It’s common practice in comic book mythology to plan out a big story arc around the passing of a beloved character, whether it’s an actual death or the handing off of a metaphorical torch. For a handful of years in the late 80’s and early 90’s, Cubs fans marveled at the exploits of The Hawk, a 8-time All-Star and Gold Glover who won MVP despite playing for a last-place team.
Equipped with a rocket-powered right arm that fired baseballs faster than speeding bullets and a powerful club that caused countless more to leap chain link fences in a single bound, it’s no wonder so many tuned in to all summer long just to watch Andre Dawson.
One can only imagine what more he could have done had the poisonous kryptonite in Olympic Stadium’s artificial turf not leached into his knees and robbed him of his health.
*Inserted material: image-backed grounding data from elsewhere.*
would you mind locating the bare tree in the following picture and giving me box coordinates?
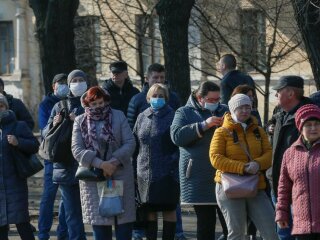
[291,0,320,89]
[29,0,79,94]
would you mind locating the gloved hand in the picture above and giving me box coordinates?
[244,161,260,174]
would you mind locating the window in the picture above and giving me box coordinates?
[239,9,266,72]
[0,22,14,75]
[136,15,161,74]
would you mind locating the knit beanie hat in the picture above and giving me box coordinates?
[295,104,320,132]
[52,73,67,84]
[67,70,87,85]
[228,94,252,114]
[0,93,9,109]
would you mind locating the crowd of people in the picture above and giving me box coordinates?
[0,53,320,240]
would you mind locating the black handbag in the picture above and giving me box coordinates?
[12,150,43,179]
[75,143,108,181]
[38,100,73,163]
[134,185,148,229]
[148,175,180,205]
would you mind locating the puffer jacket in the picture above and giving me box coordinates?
[170,93,228,204]
[134,105,179,203]
[276,136,320,235]
[72,108,136,225]
[210,113,272,189]
[0,110,39,226]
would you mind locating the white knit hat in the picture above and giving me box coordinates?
[228,94,252,114]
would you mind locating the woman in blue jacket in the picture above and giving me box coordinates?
[0,94,39,239]
[170,81,229,240]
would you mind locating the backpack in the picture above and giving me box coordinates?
[38,100,73,164]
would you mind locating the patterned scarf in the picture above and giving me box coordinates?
[80,105,115,151]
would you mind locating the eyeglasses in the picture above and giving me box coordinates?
[204,97,220,103]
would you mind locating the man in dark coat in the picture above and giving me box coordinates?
[38,73,68,240]
[266,75,312,240]
[101,61,139,116]
[217,54,255,104]
[127,63,180,129]
[0,78,34,130]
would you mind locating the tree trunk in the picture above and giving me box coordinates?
[291,0,320,89]
[263,73,271,125]
[29,0,79,94]
[156,0,195,104]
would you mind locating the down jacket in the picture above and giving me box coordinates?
[170,93,228,204]
[276,136,320,235]
[210,113,272,189]
[0,110,39,226]
[72,108,136,225]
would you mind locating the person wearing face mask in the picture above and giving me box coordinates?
[0,94,39,240]
[43,69,88,240]
[72,86,136,240]
[170,81,229,240]
[210,94,278,240]
[38,73,68,240]
[133,83,179,240]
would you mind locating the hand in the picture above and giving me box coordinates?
[277,221,289,229]
[205,116,223,128]
[7,135,18,146]
[268,124,275,135]
[69,112,76,121]
[244,161,260,174]
[53,114,62,126]
[100,162,117,177]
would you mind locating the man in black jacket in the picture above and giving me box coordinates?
[0,78,34,130]
[267,75,312,240]
[217,54,255,104]
[101,61,139,116]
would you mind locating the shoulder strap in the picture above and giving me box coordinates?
[221,127,253,162]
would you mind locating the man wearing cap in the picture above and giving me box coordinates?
[217,54,255,104]
[38,74,68,240]
[0,78,34,129]
[102,61,139,116]
[267,75,313,240]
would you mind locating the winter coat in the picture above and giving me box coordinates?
[210,113,272,189]
[220,70,255,105]
[170,93,229,204]
[0,110,39,226]
[38,93,60,133]
[44,96,84,184]
[133,105,179,203]
[276,136,320,235]
[72,109,136,225]
[127,83,180,129]
[266,97,313,196]
[3,91,35,130]
[101,78,139,116]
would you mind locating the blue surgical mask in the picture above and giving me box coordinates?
[204,102,219,112]
[55,84,69,98]
[150,97,165,110]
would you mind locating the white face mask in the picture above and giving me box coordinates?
[69,82,87,97]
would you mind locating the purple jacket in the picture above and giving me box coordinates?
[276,136,320,235]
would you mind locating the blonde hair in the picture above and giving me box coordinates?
[146,83,169,103]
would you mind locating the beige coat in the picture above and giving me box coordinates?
[72,109,136,225]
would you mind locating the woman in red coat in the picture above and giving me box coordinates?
[276,104,320,240]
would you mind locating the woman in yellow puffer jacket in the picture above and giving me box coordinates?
[210,94,278,240]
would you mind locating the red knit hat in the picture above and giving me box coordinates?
[295,104,320,131]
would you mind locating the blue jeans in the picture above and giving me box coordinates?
[216,184,278,240]
[38,160,68,240]
[59,183,86,240]
[133,204,184,238]
[92,222,133,240]
[271,190,294,240]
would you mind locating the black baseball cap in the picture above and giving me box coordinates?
[272,75,304,91]
[109,61,128,73]
[52,73,67,84]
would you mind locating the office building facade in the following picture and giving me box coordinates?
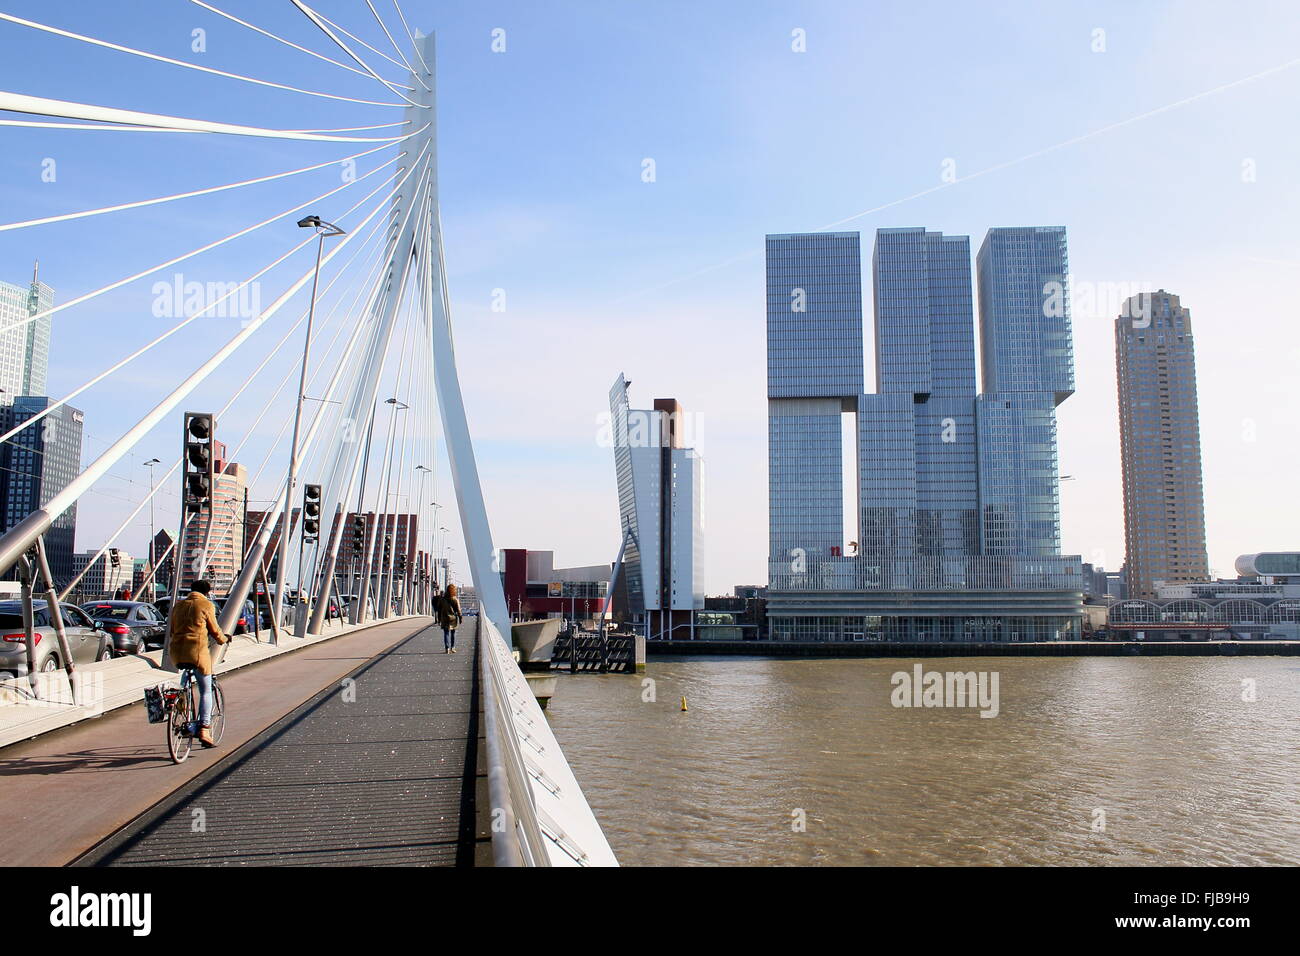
[1115,290,1209,598]
[0,264,52,398]
[72,549,134,600]
[766,227,1082,642]
[609,374,704,639]
[0,398,84,586]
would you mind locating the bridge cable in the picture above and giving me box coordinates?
[185,0,418,91]
[0,91,424,141]
[0,156,409,449]
[0,139,404,233]
[0,12,411,108]
[363,0,429,91]
[6,129,423,337]
[391,0,432,77]
[288,0,430,110]
[56,201,396,599]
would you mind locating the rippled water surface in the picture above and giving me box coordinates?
[546,656,1300,866]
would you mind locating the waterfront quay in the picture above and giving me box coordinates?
[647,640,1300,658]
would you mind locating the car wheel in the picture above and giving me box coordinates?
[42,654,59,673]
[97,643,113,662]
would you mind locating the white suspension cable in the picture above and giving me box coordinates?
[0,12,410,108]
[0,91,422,141]
[288,0,429,110]
[185,0,417,92]
[233,159,435,574]
[56,214,390,601]
[363,0,429,91]
[0,156,403,451]
[0,119,410,134]
[193,214,396,575]
[391,0,432,77]
[11,132,423,336]
[0,139,399,232]
[0,144,432,575]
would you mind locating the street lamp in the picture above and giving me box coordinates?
[144,458,160,600]
[275,214,345,634]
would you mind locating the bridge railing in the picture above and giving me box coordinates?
[477,614,619,867]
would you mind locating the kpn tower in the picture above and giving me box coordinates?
[765,227,1083,642]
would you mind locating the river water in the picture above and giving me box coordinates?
[546,656,1299,866]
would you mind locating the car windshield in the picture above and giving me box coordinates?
[88,605,132,620]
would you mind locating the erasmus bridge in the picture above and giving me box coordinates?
[0,2,615,866]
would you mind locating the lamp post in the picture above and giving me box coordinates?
[144,458,160,601]
[438,527,449,589]
[274,214,345,635]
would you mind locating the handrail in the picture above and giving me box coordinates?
[478,614,549,866]
[477,613,618,867]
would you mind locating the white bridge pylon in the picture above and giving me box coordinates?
[218,30,512,643]
[0,31,511,646]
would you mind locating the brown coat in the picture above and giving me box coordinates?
[168,592,227,675]
[436,590,462,631]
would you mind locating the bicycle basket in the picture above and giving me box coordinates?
[143,685,168,724]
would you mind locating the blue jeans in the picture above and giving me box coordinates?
[195,673,213,727]
[442,627,456,649]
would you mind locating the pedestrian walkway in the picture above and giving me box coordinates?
[0,613,427,749]
[77,620,483,866]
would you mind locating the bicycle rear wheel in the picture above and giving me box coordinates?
[167,692,193,764]
[210,681,226,745]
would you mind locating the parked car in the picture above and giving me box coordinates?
[215,597,256,635]
[80,600,167,653]
[0,600,109,679]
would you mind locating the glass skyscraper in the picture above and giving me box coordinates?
[609,374,705,638]
[766,233,862,571]
[0,264,52,398]
[765,226,1082,642]
[0,398,84,586]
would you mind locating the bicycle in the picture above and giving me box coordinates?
[160,666,226,764]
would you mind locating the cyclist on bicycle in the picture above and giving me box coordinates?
[168,580,230,748]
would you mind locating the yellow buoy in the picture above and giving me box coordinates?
[680,696,688,712]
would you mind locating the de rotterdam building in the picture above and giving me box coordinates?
[765,227,1083,642]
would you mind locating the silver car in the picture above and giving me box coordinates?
[0,600,110,680]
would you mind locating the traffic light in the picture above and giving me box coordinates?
[350,515,366,556]
[302,484,321,542]
[397,552,407,575]
[182,411,216,514]
[383,534,392,563]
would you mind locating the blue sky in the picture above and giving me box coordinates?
[1,0,1298,591]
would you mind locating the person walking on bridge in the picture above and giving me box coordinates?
[437,583,462,653]
[168,580,230,747]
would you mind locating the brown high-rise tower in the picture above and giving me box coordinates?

The man’s pre-game wrapping and warm-up regimen was nearly as legendary as his play on the field, like Willis Reed game played in perpetuity.
Dawson would go on to play four more seasons after leaving Chicago, but his mantle and cowl remained behind unused. That’s not to say there was no one there to fill the void; the cartoonish exploits of Slammin’ Sammy were all the rage for a dozen years after Hawk flew the coop.
The authors of the Cubs comic have tried everything since then to regain the rapid popularity of those bygone days. But whether they dabbled in Manga (Kosuke Fukudome), horror (Nate Schierholtz), or flat-out anti-hero villians (Milton Bradley), they just couldn’t strike the right formula for success. Until now.
Possessed of the enormous stature of a comic book character and wearing a mask to conceal his features, Jorge Soler certainly looks the part. And with the way he cuts down runners and launches home runs into the stratosphere, he’s got the skill set to live up to the title of El Hacón (that’s The Hawk or The Falcon for all you gringos).
To be sure, Soler is part of the new breed of larger than life Cubs. Whether it’s his frame (6’4″/240), his home runs (406-foot average), or his strikeout rate (25.2%), this Cuban bird of prey doesn’t do small. He’s got a long way to go to rack up another 431 homers and 153 assists, but the pedigree appears to be there.
And that’s not just speaking from an awed blogger’s perspective; even those who played alongside Dawson see Soler’s potential to duplicate some of The Hawk’s feats. One such person is Cubs bench coach Dave Martinez, a man who’s seen both players up close.
“I saw ‘Hawk,’” Martinez gushed. “I saw ‘Baby Hawk’ out there. I played next to ‘Hawk’ and (saw) some of the throws he made from out there. And as soon as (Soler) threw the ball, that’s the first thing I thought about.”
“He’s a beast, but he does a lot more than just hit the ball hard,” Maddon’s chief lieutenant continued. “He’s a young baseball player that’s learning how to play the game the right way.”
Soler may have come to Chicago on a 9-year, $30 million deal instead of a blank check, but if he can indeed follow in the hobbled footsteps of the all-time to whom he’s being compared, his signing could end up being just as important for the Cubs.